Accessibility is vital and should be “designed in” – included, even – from the beginning of a project. But designing accessible products is an art as much as a rigorous process and science. You can’t just tick a bunch of boxes – pragmatic and specific decisions, and often compromises, have to be made about what you can afford and what’s reasonable for a specific project. Sometimes, websites or CD-ROMs have to have less than perfect accessibility to deliver a really great experience for the majority of users, or to fit within the commercial constraints of the initiative. Equally, some projects need to be the reverse – specifically designed for certain disabilities or needs of a minority, and providing a more limited experience for the rest of us.
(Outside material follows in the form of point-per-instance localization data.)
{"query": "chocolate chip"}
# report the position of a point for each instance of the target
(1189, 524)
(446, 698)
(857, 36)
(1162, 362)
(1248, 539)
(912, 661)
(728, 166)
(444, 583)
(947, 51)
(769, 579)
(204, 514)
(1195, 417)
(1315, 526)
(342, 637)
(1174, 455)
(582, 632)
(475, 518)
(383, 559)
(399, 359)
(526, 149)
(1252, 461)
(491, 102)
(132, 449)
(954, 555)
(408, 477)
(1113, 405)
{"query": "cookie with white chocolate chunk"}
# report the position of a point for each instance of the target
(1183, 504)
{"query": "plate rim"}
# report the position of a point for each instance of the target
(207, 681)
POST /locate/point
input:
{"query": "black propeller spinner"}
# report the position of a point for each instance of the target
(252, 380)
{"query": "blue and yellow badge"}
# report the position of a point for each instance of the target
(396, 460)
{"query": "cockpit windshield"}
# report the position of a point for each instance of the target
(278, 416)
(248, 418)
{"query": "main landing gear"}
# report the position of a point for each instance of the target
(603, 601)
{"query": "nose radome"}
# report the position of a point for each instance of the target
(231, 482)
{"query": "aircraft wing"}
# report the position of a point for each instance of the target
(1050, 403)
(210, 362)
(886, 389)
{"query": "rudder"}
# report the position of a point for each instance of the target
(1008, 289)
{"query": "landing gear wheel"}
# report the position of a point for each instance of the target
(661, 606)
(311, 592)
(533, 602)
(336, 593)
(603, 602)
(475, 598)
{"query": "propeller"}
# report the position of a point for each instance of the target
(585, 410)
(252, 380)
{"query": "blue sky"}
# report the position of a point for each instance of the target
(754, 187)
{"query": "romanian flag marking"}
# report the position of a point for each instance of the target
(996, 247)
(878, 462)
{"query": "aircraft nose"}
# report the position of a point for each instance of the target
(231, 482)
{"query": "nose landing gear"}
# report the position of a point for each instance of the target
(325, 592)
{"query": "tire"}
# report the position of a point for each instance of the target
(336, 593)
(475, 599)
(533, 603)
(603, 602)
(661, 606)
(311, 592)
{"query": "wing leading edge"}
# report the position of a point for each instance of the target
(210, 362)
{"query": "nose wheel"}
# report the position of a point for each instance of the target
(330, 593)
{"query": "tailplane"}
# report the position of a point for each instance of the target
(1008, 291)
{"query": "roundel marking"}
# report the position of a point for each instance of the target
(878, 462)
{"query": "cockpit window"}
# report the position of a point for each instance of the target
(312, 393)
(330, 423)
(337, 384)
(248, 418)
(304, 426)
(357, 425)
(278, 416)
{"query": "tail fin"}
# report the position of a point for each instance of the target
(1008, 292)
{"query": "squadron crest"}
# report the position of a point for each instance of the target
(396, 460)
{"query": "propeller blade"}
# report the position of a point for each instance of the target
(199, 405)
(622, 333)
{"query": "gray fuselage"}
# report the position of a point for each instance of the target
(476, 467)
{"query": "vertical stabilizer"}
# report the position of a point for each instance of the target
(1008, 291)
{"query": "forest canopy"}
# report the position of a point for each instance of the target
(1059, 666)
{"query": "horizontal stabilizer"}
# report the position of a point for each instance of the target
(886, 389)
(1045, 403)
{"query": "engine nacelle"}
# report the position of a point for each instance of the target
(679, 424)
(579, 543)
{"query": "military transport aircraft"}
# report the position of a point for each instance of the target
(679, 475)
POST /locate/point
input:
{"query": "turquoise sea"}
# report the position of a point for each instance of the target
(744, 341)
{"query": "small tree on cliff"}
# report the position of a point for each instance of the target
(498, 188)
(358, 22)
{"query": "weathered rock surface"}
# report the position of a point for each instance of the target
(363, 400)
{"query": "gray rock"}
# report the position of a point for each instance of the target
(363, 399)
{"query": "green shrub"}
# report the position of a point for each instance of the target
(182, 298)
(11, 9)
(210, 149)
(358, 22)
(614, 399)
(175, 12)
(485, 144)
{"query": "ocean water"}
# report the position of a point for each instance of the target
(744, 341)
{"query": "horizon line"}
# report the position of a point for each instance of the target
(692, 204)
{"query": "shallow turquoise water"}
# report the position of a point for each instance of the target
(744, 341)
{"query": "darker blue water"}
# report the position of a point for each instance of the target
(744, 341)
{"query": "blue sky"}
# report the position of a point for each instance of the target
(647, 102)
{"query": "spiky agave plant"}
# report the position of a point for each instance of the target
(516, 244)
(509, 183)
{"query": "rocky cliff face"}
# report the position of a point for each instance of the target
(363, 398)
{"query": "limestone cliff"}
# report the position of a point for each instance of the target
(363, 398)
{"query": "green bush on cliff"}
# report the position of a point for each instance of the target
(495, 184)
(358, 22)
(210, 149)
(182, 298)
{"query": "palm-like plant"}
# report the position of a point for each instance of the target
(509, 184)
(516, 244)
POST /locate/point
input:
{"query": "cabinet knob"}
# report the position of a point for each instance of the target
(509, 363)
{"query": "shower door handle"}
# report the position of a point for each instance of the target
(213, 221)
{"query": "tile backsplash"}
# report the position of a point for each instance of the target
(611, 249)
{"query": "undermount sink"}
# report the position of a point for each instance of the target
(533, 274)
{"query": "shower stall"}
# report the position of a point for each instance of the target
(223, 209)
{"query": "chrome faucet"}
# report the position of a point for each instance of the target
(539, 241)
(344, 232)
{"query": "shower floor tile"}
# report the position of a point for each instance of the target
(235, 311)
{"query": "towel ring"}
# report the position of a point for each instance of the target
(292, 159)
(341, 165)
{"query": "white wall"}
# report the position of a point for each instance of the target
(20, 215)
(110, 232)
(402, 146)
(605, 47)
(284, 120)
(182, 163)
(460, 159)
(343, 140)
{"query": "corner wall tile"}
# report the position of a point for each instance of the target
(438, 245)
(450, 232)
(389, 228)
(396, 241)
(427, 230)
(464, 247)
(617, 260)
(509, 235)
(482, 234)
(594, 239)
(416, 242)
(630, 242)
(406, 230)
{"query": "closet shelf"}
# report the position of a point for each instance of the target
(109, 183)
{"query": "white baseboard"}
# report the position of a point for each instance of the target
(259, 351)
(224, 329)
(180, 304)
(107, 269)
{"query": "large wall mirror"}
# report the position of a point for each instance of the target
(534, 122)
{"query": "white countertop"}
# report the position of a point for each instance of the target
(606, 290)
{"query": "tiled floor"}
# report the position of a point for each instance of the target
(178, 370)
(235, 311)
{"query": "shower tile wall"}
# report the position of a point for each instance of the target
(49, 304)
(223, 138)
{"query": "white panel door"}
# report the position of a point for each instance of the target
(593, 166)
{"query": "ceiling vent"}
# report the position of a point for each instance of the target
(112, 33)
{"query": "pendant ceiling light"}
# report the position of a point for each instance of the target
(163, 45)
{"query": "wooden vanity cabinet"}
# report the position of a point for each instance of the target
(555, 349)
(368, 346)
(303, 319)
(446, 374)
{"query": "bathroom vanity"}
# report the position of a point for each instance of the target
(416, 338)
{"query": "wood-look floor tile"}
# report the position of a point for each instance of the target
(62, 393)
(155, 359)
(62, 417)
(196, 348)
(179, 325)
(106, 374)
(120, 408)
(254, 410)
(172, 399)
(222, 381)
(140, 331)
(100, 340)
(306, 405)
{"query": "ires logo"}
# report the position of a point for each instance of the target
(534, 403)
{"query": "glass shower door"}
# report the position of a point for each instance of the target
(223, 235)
This latter point is what I understand Jonathan to mean by “beyond inclusion”. The best projects, of course, admit all of this up front and have the budget to allow for the creation of separate experiences or versions for particular disabilities where they just can’t be catered for by the “main” version - but such budgets are few and far between.
There was nothing like seeing the face of a six-year old blind learner experiencing a product which was designed precisely for her needs. She could unpack all of the layers of sound we had provided in our resource in ways which, as a sighted person with less attuned hearing, I simply couldn’t. If we’re aiming for excellence in our electronic learning materials, we should acknowledge that sometimes accessibility in its widest sense will be limited - for the minority or the majority.
Jonathan’s holding an event about this at BAFTA on June 30th, if you’re interested.
Friday, 20 June 2008
Monday, 16 June 2008
The myth of "free"
There’s been a lot of discussion about “free” at the moment – a debate in BECTA’s ICTRN email list, and Wired journalist Chris Anderson's notion of “freeconomics”, examined in this Guardian article. The ICTRN discussion focussed around the apparent demise of free electronic educational resources on the internet, and the supposed benefits of open source; the Wired notion is all about how you get some things supposedly for free, but there is generally a hidden agenda (mobile phone “free”, monthly contract £15 per month, for example).
Made me think a bit. Fundamentally, and rather obviously, the key point is that nothing is free. The important debate is about who pays, when, what their motivations are - and what sort of market and products and services the chosen system creates. To dissect the current situation in electronic educational materials:
Made me think a bit. Fundamentally, and rather obviously, the key point is that nothing is free. The important debate is about who pays, when, what their motivations are - and what sort of market and products and services the chosen system creates. To dissect the current situation in electronic educational materials:
- we all pay for publishers’ materials indirectly, via the money, targets and incentives that the DCSF distributes to schools (see below on this blog for more on how the market for educational resources in schools in the UK is incomparable to a much closer-to-free market such as that for wheat or potatoes);
- the DCSF and other government bodies create materials using our taxpayers’ money and to their own political agendas (for example the materials for the strategies);
- we all pay for the BBC and its free materials via the licence fee;
- schools and colleges create materials for themselves, and sometimes others, which are also effectively at the taxpayer’s expense (as we pay teachers for their time);
- there is nothing much “open source” in terms of software designed specifically for the UK schools market that I am aware of – Moodle and other VLEs are much more international (and often higher education oriented) in their focus. This is almost certainly because the creation of educational software is culturally very specific, time-consuming, difficult and expensive. Even if there were lots of such material, it would still have been paid for somehow – in people’s time and in the computing resources that they have devoted to their work.
Since the demise of BBC jam the debate about what sort of electronic materials and services we want for our schools seems to have been absorbed into the wider debate about what sort of education system we want in general, and how technology does (and doesn’t) help us to get there (for example in Futurelab’s Beyond Current Horizons programme). In many ways, this is entirely appropriate and sensible – but we should not lose sight of the myths and agendas which have shaped people’s attitudes to the current market.